Evaluating AI Tools for Privacy and Security - Plus the Spring 2024 AI Toolbox

The other day I found myself relegating an icon that had lived on my iPhone home screen for years to that very last page where apps go before being automatically uninstalled and it occurred to me how much the tools I use on both my phone and my computer have changed over the past few months. Gone are the portals to social media and standalone silos for tasks, notes, and calendar. Likewise my MacOS bears little resemblance to what was running there as late as Thanksgiving of last year.

In this article I’m going to be running through how I evaluate an AI tool from a privacy perspective, whether it’s a stand-alone model like ChatGPT, a search engine like Perplexity, or an integration of AI into an existing tool I use like Raycast. Then I’m going to run down the different tools that I’ve started using, how I’ve been using them, and generally let you know how its been going with each. It’s going to seem like a lot of new stuff and frankly it is, but we’ll finish by talking about which is my primary and most trusted AI Assistant which is also the best starting point for this whole excursion.

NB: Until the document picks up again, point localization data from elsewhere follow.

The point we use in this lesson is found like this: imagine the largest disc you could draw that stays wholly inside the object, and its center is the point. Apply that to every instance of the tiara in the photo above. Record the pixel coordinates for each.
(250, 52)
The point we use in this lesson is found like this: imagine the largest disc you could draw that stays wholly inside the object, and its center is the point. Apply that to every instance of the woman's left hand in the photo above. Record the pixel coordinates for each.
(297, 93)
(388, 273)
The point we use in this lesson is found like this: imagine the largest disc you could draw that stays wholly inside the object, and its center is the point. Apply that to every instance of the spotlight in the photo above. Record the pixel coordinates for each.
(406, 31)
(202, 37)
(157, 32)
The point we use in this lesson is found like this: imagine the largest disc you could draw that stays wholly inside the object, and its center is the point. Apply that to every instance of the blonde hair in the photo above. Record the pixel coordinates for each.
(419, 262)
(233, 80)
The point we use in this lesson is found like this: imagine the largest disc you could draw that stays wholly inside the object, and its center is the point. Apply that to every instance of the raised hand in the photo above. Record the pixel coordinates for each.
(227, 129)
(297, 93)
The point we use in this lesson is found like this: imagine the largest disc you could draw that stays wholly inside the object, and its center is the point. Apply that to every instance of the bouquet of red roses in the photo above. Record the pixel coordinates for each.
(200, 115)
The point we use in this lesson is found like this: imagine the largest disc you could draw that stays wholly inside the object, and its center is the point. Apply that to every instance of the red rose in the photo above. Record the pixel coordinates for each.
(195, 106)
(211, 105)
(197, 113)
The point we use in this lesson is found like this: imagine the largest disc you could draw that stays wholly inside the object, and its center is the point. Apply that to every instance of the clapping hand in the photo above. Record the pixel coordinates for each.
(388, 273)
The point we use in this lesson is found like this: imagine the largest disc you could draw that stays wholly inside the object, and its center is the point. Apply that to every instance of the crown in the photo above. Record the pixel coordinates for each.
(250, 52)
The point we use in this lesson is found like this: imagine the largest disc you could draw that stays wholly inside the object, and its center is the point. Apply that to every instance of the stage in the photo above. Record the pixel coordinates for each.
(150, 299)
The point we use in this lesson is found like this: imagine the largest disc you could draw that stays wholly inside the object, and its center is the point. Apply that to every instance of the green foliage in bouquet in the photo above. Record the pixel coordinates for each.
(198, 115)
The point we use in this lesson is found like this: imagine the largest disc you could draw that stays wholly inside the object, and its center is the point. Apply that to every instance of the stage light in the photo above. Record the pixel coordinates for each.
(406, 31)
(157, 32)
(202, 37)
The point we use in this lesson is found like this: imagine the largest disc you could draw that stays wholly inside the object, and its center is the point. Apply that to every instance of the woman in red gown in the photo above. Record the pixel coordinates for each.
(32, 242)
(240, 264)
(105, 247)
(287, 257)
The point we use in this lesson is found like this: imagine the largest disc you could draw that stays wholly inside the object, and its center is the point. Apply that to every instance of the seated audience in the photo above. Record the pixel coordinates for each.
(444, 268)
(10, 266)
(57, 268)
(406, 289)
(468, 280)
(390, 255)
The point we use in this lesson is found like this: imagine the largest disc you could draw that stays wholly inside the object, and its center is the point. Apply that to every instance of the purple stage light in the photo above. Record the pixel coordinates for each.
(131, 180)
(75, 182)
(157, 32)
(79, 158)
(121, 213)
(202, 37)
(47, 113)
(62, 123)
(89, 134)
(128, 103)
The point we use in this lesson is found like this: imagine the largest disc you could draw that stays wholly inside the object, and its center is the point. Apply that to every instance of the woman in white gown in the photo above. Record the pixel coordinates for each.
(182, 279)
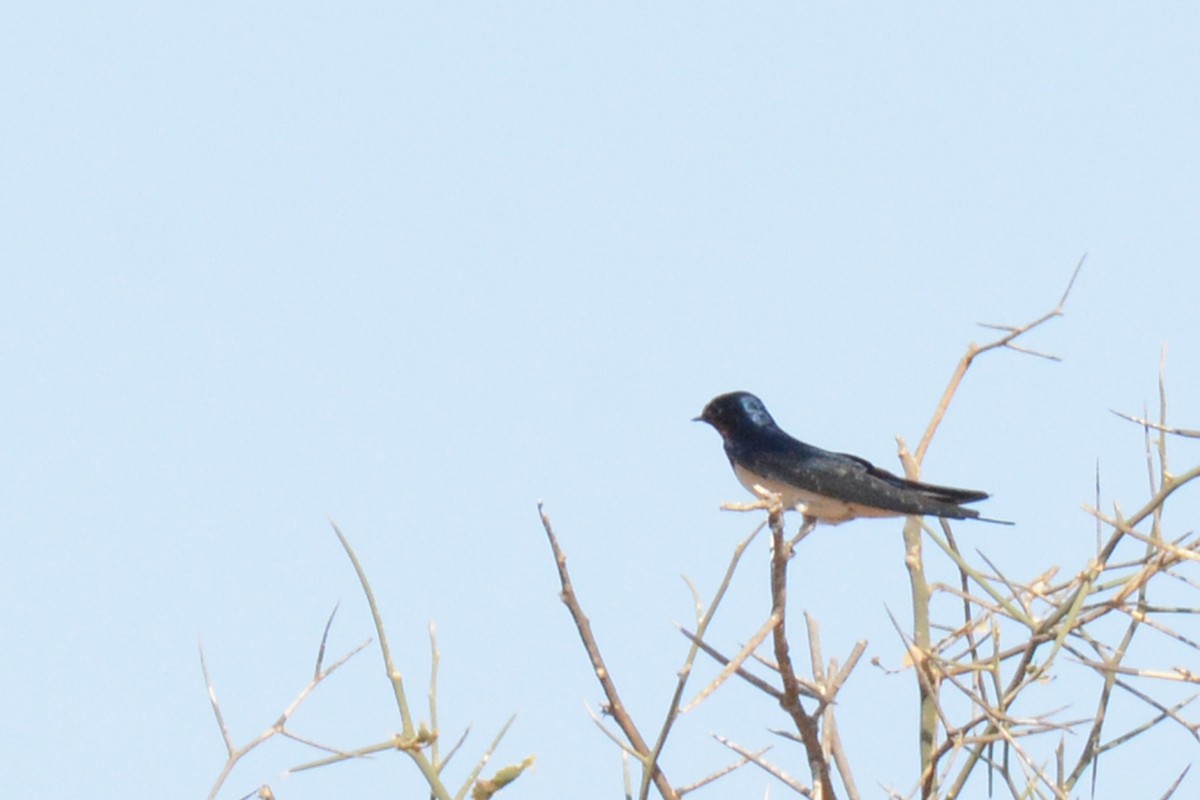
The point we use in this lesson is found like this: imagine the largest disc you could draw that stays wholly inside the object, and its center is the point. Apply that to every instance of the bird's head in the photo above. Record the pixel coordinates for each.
(736, 411)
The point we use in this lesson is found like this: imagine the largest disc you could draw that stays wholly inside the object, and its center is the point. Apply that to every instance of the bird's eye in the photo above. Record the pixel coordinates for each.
(756, 410)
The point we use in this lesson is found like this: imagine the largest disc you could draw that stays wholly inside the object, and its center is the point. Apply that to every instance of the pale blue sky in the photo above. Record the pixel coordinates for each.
(415, 266)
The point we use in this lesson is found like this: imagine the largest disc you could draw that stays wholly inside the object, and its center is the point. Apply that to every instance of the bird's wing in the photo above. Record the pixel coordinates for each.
(855, 480)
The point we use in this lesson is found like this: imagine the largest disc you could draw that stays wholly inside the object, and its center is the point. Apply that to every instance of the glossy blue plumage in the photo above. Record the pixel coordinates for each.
(827, 486)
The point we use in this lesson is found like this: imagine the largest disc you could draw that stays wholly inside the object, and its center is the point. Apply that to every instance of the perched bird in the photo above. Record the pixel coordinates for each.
(825, 486)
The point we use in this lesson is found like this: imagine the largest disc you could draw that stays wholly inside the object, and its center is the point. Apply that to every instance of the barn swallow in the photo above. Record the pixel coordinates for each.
(825, 486)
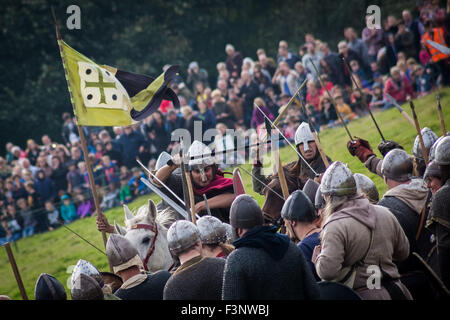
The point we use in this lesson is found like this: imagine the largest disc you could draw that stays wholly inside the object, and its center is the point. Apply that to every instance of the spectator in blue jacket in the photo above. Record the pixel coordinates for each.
(132, 143)
(68, 210)
(137, 187)
(44, 186)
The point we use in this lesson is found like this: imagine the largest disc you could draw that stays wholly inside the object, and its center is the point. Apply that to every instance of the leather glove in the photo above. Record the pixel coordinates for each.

Privacy, Trust, and Security

Thanks to ChatGPT being unveiled to the world in a state which held user privacy in little to no regard, coupled with its clear description as an otherworldly briain that it was likely that if you posted something on the internet ever that you helped contribute to the initial training of it, privacy, trust and security are a big deal right out of the gate. We’ll hopefully look back on this as a welcome shock to the system which ushers in a class of technology that has user privacy as a focus out of the gate instead of a boundary to the revenue model of the business.

In any case, AI tools introduce two new facets for us to consider when we type things into any box on the internet.

Will what I type and then read be used to train a future model?
Under what circumstances would a person other than myself be able to read the input or the output?

Ok so that sounds fairly technical, but let’s talk about what my concerns are. First, I don’t want my inputs or the outputs becoming part of a future pre-training set of someones model. This is primarily because after being worked over by platform after platform, I’m kind of over giving away my words and time to companies for free and you probably should be too.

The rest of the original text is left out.